The report cites Raymond Strait, who had been working with the singer and actor on his autobiography.
Jeffries sang with the Duke Ellington Orchestra in the early 1940s, scoring his biggest musical hit with "Flamingo." The song, which sold millions of copies and is considered a jazz classic, became Jeffries' signature number.
“As the African American answer to Gene Autry, Roy Rogers and other white singing cowboys, Jeffries made a handful of low-budget westerns in the '30s,” the story notes. His films include “The Bronze Buckaroo” and “Harlem Rides the Range.”
Jeffries came up with the concept of Westerns with all-black casts, the piece notes.
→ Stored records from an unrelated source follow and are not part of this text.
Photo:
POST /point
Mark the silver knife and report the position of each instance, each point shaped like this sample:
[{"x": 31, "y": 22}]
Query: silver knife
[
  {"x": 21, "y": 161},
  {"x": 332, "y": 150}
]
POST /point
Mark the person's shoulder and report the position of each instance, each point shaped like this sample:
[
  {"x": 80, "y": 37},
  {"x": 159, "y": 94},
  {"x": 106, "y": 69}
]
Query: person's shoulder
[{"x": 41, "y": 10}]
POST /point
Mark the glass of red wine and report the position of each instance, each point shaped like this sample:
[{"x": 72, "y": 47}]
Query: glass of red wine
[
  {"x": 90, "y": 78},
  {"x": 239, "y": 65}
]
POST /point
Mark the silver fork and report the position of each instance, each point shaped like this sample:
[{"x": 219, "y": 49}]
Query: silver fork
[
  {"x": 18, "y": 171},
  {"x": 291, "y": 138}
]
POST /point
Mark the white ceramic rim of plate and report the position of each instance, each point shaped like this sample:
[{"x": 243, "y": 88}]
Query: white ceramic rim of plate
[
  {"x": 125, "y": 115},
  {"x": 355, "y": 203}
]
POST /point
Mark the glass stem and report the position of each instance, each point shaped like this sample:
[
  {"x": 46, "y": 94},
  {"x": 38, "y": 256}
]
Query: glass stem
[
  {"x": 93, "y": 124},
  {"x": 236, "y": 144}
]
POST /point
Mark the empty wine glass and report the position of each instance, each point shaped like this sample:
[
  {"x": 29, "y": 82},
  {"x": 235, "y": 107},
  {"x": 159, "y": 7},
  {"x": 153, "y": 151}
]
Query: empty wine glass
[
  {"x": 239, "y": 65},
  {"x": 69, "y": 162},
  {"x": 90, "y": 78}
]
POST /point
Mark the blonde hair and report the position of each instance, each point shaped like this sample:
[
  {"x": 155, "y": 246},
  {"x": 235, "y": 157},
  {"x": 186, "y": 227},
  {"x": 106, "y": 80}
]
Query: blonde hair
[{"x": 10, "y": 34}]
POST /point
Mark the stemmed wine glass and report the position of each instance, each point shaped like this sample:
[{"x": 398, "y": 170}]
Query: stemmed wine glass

“Little children of dark skin — not just Negroes, but Puerto Ricans, Mexicans, everybody of color — had no heroes in the movies," he told the L.A. Times in 1998. "I was so glad to give them something to identify with."
Jeffries was born Umberto Valentino, the son of a Sicilian father, an Irish mother and a great-grandparent who was Ethiopian, the piece adds. “So I'm an Italian-looking mongrel with a percentage of Ethiopian blood, which enabled me to get work with black orchestras,” he told the Oklahoman in 2004.